Gürcan Onat: Bu paket aslında bir pansumandır. Bir ameliyat değil. Böyle kökten değişimler olmadığı mühdetçe de eleştiriler devam edecektir. Ancak yeni anayasa yapıldıktan sonra, hayallerimizdeki Türkiye’ye yakınlaşmış olacağız. İşte bu yargı reformunda da günübirlik bazı sıkıntıları çözme telaşı ile hükümet bu güne gelmiş oldu. Doğru veya yanlış hükümet bir şeyler yapmaya çalışıyor. Komple meclis bakıldığında, bu gibi konularda tüm milletvekillerinden,partilerden aynı performansı beklemek gerekir. Herkesi aynı ciddiyetle ilgilendiren bir konu çünkü. Darbeci yapı henüz bitmedi. Uzantıları hala devam ediyor.
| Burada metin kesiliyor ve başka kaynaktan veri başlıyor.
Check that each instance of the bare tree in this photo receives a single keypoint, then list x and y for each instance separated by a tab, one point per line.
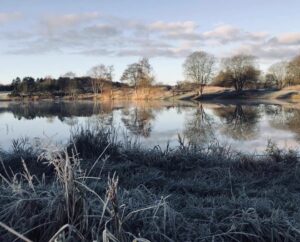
100	74
240	70
139	74
293	70
278	72
198	67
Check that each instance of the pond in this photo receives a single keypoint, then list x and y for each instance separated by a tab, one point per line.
244	126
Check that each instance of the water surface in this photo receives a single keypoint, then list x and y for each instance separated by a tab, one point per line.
243	126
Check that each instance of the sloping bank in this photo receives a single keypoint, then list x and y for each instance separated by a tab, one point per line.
105	191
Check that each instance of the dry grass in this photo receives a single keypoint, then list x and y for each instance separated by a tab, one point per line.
130	194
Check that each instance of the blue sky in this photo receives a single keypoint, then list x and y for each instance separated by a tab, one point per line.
40	38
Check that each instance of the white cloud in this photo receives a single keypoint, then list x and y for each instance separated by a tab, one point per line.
9	17
287	39
100	35
56	22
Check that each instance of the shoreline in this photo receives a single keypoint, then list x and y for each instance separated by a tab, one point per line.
181	194
211	94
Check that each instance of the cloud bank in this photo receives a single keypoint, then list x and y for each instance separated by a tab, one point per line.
95	34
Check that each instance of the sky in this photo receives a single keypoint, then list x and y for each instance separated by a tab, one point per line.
40	38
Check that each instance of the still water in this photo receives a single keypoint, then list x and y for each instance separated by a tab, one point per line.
243	126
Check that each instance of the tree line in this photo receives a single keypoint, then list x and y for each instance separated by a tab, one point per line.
98	79
239	72
200	69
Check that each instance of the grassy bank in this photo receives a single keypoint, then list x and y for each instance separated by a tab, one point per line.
99	189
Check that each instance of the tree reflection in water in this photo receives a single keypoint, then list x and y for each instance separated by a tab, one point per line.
285	118
239	122
198	127
138	120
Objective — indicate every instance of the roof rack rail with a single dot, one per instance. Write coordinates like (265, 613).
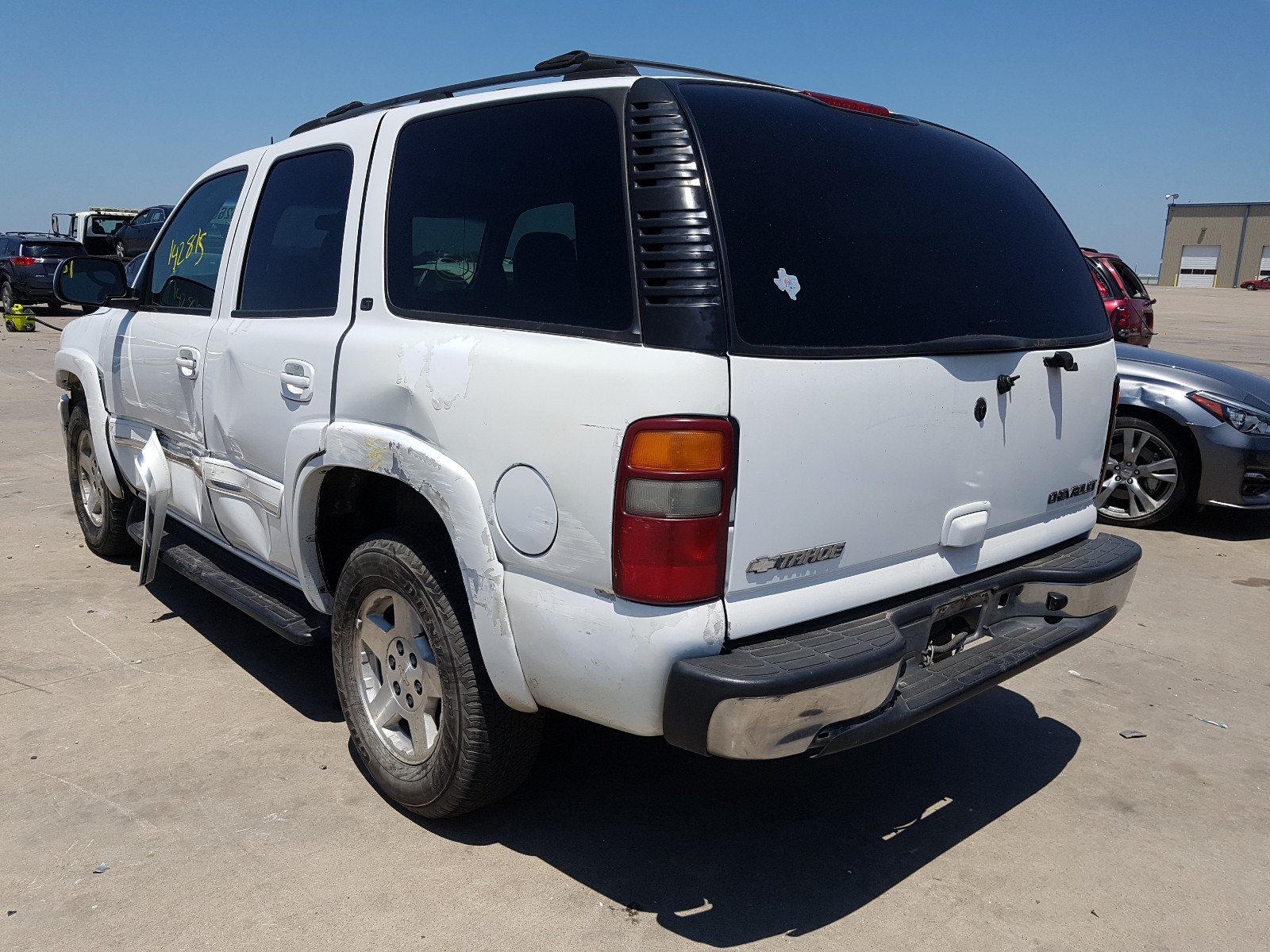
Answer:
(575, 63)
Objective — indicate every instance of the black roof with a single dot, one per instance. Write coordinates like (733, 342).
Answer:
(575, 63)
(40, 236)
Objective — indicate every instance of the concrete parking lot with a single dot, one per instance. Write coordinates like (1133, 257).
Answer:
(205, 762)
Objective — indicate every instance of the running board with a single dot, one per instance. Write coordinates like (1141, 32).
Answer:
(256, 593)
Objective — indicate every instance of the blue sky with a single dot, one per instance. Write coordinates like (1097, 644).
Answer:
(1106, 106)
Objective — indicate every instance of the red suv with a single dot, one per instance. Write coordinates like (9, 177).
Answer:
(1124, 296)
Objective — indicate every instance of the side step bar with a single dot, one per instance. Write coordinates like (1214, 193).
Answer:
(256, 593)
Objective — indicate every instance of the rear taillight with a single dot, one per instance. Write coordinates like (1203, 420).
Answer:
(675, 482)
(1121, 321)
(852, 105)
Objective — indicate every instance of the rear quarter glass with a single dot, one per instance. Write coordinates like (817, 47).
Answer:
(895, 232)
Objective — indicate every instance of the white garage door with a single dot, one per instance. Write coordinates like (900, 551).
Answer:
(1199, 267)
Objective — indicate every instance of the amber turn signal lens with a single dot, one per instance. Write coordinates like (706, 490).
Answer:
(677, 451)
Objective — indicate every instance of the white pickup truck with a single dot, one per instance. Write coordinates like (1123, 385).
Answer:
(687, 404)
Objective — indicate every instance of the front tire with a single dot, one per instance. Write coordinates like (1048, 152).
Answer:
(102, 517)
(1147, 476)
(422, 711)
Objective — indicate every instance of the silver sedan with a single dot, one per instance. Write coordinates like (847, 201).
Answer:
(1187, 431)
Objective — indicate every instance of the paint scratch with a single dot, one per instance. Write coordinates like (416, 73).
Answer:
(141, 822)
(97, 640)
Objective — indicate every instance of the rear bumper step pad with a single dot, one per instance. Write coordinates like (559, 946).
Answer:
(831, 689)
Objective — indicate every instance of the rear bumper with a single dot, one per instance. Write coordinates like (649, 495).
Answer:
(842, 685)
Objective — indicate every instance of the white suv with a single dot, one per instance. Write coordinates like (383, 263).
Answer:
(683, 404)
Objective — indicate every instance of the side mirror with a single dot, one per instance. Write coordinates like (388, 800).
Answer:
(89, 281)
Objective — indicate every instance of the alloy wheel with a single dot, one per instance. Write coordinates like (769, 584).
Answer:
(398, 677)
(1140, 475)
(92, 489)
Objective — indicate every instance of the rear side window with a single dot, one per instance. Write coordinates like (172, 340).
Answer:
(1130, 281)
(298, 239)
(1103, 283)
(512, 215)
(184, 267)
(1108, 278)
(849, 234)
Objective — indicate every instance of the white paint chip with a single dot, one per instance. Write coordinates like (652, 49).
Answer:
(448, 370)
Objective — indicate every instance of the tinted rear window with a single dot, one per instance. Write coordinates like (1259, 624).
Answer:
(848, 232)
(51, 249)
(1128, 277)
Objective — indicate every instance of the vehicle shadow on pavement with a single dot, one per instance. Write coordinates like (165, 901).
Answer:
(727, 854)
(298, 674)
(1226, 524)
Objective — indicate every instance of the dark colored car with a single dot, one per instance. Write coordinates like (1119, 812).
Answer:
(1124, 298)
(29, 262)
(1187, 431)
(137, 235)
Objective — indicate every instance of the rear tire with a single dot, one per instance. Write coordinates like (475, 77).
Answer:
(422, 711)
(1149, 475)
(103, 518)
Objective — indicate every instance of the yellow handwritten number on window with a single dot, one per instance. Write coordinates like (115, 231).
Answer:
(182, 251)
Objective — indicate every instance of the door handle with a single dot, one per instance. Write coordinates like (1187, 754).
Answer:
(187, 359)
(298, 381)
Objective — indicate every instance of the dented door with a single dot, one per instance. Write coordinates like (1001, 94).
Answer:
(272, 355)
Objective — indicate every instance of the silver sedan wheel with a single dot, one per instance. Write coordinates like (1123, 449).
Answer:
(92, 489)
(398, 676)
(1140, 476)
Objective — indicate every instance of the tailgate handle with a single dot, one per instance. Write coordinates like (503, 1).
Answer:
(1062, 361)
(965, 526)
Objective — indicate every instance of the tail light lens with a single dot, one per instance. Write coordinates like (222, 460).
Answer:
(675, 482)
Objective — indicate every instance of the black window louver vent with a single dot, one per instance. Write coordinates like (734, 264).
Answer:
(676, 253)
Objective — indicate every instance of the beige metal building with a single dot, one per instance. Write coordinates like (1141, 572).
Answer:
(1216, 245)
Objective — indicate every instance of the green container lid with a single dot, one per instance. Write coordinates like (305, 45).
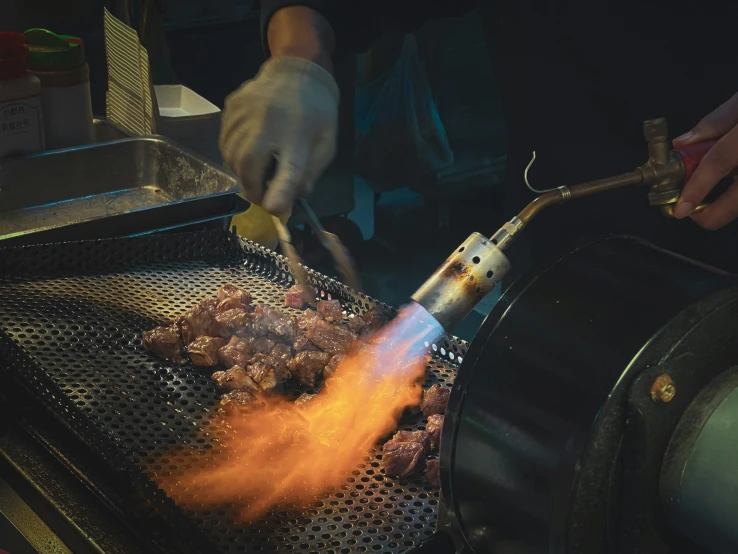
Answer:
(49, 51)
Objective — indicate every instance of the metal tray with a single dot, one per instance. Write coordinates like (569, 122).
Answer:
(71, 318)
(119, 188)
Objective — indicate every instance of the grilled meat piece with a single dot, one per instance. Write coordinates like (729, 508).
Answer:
(236, 321)
(433, 472)
(237, 352)
(203, 351)
(240, 402)
(330, 368)
(262, 345)
(402, 458)
(235, 379)
(331, 310)
(264, 375)
(199, 321)
(335, 339)
(164, 342)
(306, 366)
(299, 295)
(433, 428)
(231, 297)
(377, 316)
(421, 437)
(434, 400)
(356, 324)
(279, 358)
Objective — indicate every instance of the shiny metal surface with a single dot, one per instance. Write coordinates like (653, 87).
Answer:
(463, 280)
(82, 185)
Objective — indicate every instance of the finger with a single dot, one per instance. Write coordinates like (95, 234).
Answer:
(721, 212)
(718, 163)
(713, 125)
(291, 175)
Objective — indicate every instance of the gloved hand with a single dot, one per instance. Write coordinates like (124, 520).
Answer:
(289, 111)
(718, 163)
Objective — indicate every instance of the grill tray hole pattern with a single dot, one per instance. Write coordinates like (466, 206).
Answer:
(71, 317)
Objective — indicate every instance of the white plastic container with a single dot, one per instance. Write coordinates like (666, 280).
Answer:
(59, 62)
(21, 113)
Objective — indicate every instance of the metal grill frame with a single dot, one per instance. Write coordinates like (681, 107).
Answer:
(68, 302)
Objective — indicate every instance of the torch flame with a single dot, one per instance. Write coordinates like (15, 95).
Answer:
(284, 455)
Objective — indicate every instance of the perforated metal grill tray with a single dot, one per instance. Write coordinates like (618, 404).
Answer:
(71, 317)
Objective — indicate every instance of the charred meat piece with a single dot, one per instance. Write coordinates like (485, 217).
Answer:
(335, 339)
(199, 321)
(240, 402)
(434, 400)
(402, 458)
(421, 437)
(164, 342)
(330, 368)
(203, 351)
(264, 375)
(230, 297)
(433, 428)
(331, 310)
(262, 345)
(236, 352)
(269, 321)
(306, 366)
(433, 472)
(377, 316)
(304, 399)
(279, 358)
(235, 379)
(299, 295)
(236, 321)
(356, 324)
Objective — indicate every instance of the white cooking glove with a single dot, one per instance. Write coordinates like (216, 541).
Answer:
(289, 111)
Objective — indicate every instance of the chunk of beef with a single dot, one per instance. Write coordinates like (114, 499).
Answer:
(203, 351)
(335, 339)
(377, 316)
(306, 366)
(402, 459)
(234, 379)
(356, 324)
(264, 375)
(230, 297)
(421, 437)
(240, 402)
(299, 295)
(279, 358)
(434, 400)
(330, 368)
(304, 399)
(164, 342)
(236, 352)
(331, 310)
(262, 345)
(433, 472)
(198, 321)
(433, 428)
(269, 321)
(236, 321)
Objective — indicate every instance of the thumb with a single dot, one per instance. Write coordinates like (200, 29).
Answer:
(714, 125)
(288, 179)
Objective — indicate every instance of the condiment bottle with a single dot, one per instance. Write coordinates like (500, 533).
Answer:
(59, 61)
(21, 114)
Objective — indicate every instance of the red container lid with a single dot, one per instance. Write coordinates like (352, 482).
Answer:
(13, 55)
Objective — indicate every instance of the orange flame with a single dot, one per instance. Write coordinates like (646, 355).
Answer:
(283, 455)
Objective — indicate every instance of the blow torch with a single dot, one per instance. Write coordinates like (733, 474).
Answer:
(479, 263)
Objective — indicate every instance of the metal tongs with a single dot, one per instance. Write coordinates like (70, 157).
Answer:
(341, 257)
Anayasa ne olmalı diyince, öncelikle insan hakları geliyor. Ülkede yaşan herkesi eşit olarak kabul etmek gerekiyor.
Murat Köylü: Adalet zihni ile ilgili şöyle bir üçlüden bahsedilir. Üretici adalet, dağıtıcı adalet ve onarıcı adalet olmak üzere. Farklı ülkelerde, farklı zamanlarda ortaya çıktığı söylenir. Türkiye'ye bakıldığında, Türkiye'deki adalet zihninin daha çok ödetici olduğu görülür. İntikam üzerinden, hapsetmek üzerinden bir adalet duygusu var. Beklenen şeyse; adaletin onarıcı davranması. Toplumun sosyal yönünü, bireysel sorunları çözücü ve hiçbir kesim veya kişiyi şeytanlaştırmadan bütün sorunların yapısal olduğunun farkına vararak ve buna göre davranan bir adalet olmalı. Türkiye’ye bakıldığında, özellikle KCK operasyonları ve hatta Ergenekon operasyonları kapsamında, intikam duygusunun devam ettiğini görüyoruz. Yargı reformundan bahsediyoruz, ama bakıldığında hayal kırıklığı yaratacak bir reform. Reform dedikleri aslında reform bile değil, hatta gündeme getirilmesi gereken bir şey bile değil. Sorunlara çözüm değil. Eğer gerçekten yargı reformu yapmak isteniyorsa, yargı paradigmasında reform yapmak isteniyorsa, hukuki olarak tanımlamak için insan kavramını genişletmek gerekir. Dezavantajlı grupların, hassas grupların olduğu ve son derece büyük mağduriyetler yaşadığı Türkiye’de, bunları da insan hakları kavramına katmak gerekir. LGBT grupları, mülteciler,kadınlar, engelliler gibi grupların kişi haklarını da gözetmek gerekir.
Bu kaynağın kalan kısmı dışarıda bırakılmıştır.